Speed around an arena, avoiding walls and deadly trails in this Light Cycle minigame. Mark Vanstone has the code.
At the beginning of the 1980s, Disney made plans for an entirely new kind of animated movie that used cutting-edge computer graphics. The resulting film was 1982’s TRON, and it inevitably sparked one of the earliest tie-in arcade machines.
The game featured several minigames, including one based on the Light Cycle section of the movie, where players speed around an arena on high-tech motorbikes, which leave a deadly trail of light in their wake. If competitors hit any walls or cross the path of any trails, then it’s game over.
Players progress through the twelve levels which were all named after programming languages. In the Light Cycle game, the players compete against AI players who drive yellow Light Cycles around the arena. As the levels progress, more AI Players are added.
The TRON game, distributed by Bally Midway, was well-received in arcades, and even won Electronic Games Magazine’s (presumably) coveted Coin-operated Game of the Year gong.
Although the arcade game wasn’t ported to home computers at the time, several similar games – and outright clones – emerged, such as the unsubtly named Light Cycle for the BBC Micro, Oric, and ZX Spectrum.
The Light Cycle minigame is essentially a variation on Snake, with the player leaving a trail behind them as they move around the screen. There are various ways to code this with Pygame Zero.
In this sample, we’ll focus on the movement of the player Light Cycle and creating the trails that are left behind as it moves around the screen. We could use line drawing functions for the trail behind the bike, or go for a system like Snake, where blocks are added to the trail as the player moves.
In this example, though, we’re going to use a two-dimensional list as a matrix of positions on the screen. This means that wherever the player moves on the screen, we can set the position as visited or check to see if it’s been visited before and, if so, trigger an end-game event.
For the main draw()
function, we first blit our background image which is the cross-hatched arena, then we iterate through our two-dimensional list of screen positions (each 10 pixels square) displaying a square anywhere the Cycle has been. The Cycle is then drawn and we can add a display of the score.
The update()
function contains code to move the Cycle and check for collisions. We use a list of directions in degrees to control the angle the player is pointing, and another list of x and y increments for each direction. Each update we add x and y coordinates to the Cycle actor to move it in the direction that it’s pointing multiplied by our speed variable.
We have an on_key_down()
function defined to handle changing the direction of the Cycle actor with the arrow keys. We need to wait a while before checking for collisions on the current position, as the Cycle won’t have moved away for several updates, so each screen position in the matrix is actually a counter of how many updates it’s been there for.

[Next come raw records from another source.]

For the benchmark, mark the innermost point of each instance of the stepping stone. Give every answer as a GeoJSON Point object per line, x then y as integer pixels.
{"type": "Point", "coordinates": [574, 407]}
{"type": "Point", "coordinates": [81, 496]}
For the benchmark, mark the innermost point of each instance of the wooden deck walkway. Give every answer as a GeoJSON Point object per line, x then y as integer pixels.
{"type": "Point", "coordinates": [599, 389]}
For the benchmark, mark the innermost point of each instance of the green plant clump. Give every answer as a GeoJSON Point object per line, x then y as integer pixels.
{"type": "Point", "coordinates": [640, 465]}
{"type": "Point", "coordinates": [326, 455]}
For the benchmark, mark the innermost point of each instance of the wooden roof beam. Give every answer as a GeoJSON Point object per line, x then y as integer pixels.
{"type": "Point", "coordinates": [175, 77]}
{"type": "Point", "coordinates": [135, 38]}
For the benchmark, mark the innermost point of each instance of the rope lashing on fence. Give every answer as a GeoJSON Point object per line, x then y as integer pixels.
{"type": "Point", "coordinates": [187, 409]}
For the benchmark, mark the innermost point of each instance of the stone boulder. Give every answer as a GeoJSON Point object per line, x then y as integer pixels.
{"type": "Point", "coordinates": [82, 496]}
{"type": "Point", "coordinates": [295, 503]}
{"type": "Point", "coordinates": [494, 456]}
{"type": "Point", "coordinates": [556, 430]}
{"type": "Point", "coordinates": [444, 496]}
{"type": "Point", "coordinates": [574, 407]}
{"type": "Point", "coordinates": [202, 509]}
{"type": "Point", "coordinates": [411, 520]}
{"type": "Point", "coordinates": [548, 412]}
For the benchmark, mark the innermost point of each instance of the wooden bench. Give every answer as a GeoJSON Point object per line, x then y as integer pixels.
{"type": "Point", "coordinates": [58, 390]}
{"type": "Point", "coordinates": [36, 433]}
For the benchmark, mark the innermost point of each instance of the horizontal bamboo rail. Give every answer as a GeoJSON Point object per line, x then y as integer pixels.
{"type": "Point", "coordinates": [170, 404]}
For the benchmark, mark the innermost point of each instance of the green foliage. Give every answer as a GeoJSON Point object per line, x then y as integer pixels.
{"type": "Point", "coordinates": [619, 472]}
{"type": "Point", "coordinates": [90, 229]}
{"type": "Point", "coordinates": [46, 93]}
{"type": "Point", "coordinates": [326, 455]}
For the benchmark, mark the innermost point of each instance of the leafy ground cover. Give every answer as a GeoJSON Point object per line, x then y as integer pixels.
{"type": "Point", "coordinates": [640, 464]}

We can then test to see if 15 updates have happened before testing the square for collisions, which gives our Cycle enough time to clear the area. If we do detect a collision, then we can start the game-end sequence.
We set the gamestate
variable to 1, which then means the update() function uses that variable as a counter to run through the frames of animation for the Cycle’s explosion. Once it reaches the end of the sequence, the game stops.
We have a key press defined (the SPACE
bar) in the on_key_down()
function to call our init()
function, which will not only set up variables when the game starts but sets things back to their starting state.
So that’s the fundamentals of the player Light Cycle movement and collision checking. To make it more like the original arcade game, why not try experimenting with the code and adding a few computer-controlled rivals?